Le 22 août 1775, on envisage de remplacer les arbres morts de l’Esplanade par de nouvelles essences. Après avoir choisi les tilleuls de Hollande, on opta finalement pour des marronniers. Mais en 1779, les arbres morts sont arrachés et un choix d’essences plus résistantes s’impose. Pour une meilleure aération et pousse des arbres, on les plante en quinconce. Outre les problèmes de terrain défavorables, les dégradations des charrettes et des passants empêchent la pousse des jeunes arbres. Pour y remédier, plusieurs mesures sont prises, comme l’ordonnance du 18 mai 1731, interdisant la dégradation des arbres de l’Esplanade, (sous peine de 100 livres d’amende) et ordonnant aux propriétaires riverains détenteurs de puits d’eau, de fournir à tour de rôle, l’eau pour arroser les arbres sous peine de désobéissance. 

Voir l'image en grand 18 mai 1731. AMM, DD97 Ordonnance réquisitionnant puits privés

En 1757, on interdit aux marbriers d'y travailler sous peine d’amende, leurs outils et matériaux laissés sur place, causant vandalismes et dégradations. En 1780, c’est la circulation des voitures et les baignades dans les bassins, qui sont sujets à scandales et proscrits par les autorités. « Le procureur du roi a dit : Nous apprenons de toutes part, qu’on dégrade la promenade, appelée Esplanade, que la ville vient de réparer à grands frais, tout comme les arbres dont elle a été embellie, et qu’il s’y commet des désordres et des scandales aussi nuisibles au bon ordre, à la tranquillité publique, qu’à ceux qui s’y donnent lieu. ». Le 8 février 1839, des mesures sont à nouveau prises par délibération, pour empêcher le dépérissement des arbres. Puis en 1846, de grands travaux de réaménagement sont lancés pour réparer la promenade endommagée par les intempéries, et faciliter la pousse des platanes trop rapprochés. Une nouvelle division des allées est adoptée, en réunissant les deux allées latérales en une seule, l’ensemble constituant trois allées au lieu de cinq. 

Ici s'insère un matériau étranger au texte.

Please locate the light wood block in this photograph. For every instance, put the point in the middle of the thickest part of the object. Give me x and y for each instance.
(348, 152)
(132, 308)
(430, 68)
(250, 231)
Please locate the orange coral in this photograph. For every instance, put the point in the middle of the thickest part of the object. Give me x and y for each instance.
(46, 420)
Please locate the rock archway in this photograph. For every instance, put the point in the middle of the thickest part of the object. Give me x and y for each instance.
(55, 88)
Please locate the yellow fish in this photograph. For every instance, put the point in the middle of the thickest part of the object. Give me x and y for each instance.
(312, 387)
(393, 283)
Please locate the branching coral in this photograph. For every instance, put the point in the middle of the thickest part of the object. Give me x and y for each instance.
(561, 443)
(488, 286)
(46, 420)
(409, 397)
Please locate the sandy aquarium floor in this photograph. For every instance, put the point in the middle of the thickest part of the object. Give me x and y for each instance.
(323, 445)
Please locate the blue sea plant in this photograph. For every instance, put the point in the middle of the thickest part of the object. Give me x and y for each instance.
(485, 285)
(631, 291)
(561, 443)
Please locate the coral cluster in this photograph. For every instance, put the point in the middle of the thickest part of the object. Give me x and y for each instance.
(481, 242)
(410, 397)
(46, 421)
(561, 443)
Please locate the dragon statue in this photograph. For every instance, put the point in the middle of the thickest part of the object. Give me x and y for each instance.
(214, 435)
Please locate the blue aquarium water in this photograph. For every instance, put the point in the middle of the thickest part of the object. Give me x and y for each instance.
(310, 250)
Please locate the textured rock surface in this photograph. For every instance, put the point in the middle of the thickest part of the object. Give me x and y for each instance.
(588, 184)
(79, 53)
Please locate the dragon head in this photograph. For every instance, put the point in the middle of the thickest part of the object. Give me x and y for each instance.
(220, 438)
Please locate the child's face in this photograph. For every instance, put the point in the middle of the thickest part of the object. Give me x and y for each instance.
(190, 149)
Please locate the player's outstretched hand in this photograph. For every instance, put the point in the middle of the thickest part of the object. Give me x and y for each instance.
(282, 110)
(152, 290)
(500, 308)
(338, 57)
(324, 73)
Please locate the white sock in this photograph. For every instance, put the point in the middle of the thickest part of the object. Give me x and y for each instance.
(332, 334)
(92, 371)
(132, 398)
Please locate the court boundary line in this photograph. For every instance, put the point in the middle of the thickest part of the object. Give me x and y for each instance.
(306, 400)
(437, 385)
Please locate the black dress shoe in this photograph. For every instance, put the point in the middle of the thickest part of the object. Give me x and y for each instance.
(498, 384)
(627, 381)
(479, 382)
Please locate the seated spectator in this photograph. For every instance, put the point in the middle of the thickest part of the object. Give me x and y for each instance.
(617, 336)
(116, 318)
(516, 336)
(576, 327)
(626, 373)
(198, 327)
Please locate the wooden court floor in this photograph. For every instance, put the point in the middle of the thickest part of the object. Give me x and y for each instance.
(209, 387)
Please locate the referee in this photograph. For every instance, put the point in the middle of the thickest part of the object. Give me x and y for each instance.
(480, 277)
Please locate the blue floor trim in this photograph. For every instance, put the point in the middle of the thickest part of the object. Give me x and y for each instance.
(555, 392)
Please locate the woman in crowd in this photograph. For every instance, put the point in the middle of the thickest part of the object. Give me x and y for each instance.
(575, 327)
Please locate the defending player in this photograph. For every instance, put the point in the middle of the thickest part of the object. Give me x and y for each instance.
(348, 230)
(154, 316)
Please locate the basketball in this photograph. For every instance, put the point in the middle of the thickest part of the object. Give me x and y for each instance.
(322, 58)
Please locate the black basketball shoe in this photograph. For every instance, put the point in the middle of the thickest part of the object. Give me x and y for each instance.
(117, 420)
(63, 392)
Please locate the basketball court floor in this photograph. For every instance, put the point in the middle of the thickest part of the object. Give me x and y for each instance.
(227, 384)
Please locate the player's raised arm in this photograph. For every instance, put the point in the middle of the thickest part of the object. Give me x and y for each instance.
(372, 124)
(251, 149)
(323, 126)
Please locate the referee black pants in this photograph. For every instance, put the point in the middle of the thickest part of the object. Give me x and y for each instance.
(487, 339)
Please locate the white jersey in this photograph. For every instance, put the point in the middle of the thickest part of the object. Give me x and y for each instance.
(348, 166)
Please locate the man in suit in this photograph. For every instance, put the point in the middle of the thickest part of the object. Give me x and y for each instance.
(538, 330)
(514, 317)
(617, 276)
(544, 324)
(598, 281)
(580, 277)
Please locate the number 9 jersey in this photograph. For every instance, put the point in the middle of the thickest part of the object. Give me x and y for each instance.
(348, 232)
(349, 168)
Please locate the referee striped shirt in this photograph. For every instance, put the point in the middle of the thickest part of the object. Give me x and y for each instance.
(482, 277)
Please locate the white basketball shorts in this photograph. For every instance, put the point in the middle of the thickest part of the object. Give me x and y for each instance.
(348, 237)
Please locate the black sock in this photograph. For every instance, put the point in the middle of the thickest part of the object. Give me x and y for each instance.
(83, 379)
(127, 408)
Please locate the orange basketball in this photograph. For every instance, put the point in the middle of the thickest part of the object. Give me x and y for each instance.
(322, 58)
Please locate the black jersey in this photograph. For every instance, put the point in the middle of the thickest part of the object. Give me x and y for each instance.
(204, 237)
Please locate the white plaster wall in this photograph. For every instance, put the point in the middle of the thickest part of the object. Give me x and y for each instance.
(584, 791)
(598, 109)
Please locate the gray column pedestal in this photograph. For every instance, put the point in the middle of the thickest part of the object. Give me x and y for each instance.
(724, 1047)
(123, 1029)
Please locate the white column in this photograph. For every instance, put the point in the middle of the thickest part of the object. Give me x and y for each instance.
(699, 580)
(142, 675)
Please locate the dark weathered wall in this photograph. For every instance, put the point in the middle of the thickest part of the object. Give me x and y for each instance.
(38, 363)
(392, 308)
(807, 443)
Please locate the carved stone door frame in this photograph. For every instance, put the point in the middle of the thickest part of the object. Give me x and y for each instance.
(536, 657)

Voir l'image en grand (Ganges, 1823-Montpellier, 1888) Jules Planchon, botanisteLa grande allée du milieu large de 30 mètres et les 2 autres de 26 mètres avec 1 mètre aux extrémités en dehors. Cela permettant aux promeneurs de mieux circuler et d'apporter plus d’espace aux arbres trop rapprochés, souvent malades et dont certains sont remplacés, en 1848 par des platanes. Enfin, le 5 mai 1874, la Ville nomme d'éminents botanistes Montpelliérains, Jules Planchon, Jules Lichtenstein, Charles Martins, Léon Cauvy et Frédéric Bazile, à une commission, « pour rechercher les causes du dépérissement des arbres et endiguer les moyens propres à y remédier »

Un lieu ouvert mais surveillé
Soumise au Code municipal de 1836, qui précise qu’un gardien au costume de sergent de ville, veille à la conservation de la promenade et à ce que personne ne dégrade les lieux, ou ne prenne l’eau des fontaines, (à moins d’une permission par écrit du maire, valable 1 mois). Enfin, afin d’améliorer la sécurité et la qualité des concerts militaires qui y sont donnés, un nouvel éclairage est réclamé par l’armée et les Montpelliérains. L’éclairage à l’huile est substitué par le gaz le 27 juin 1874, lui-même remplacé par des candélabres électriques à incandescence dans les années 1920.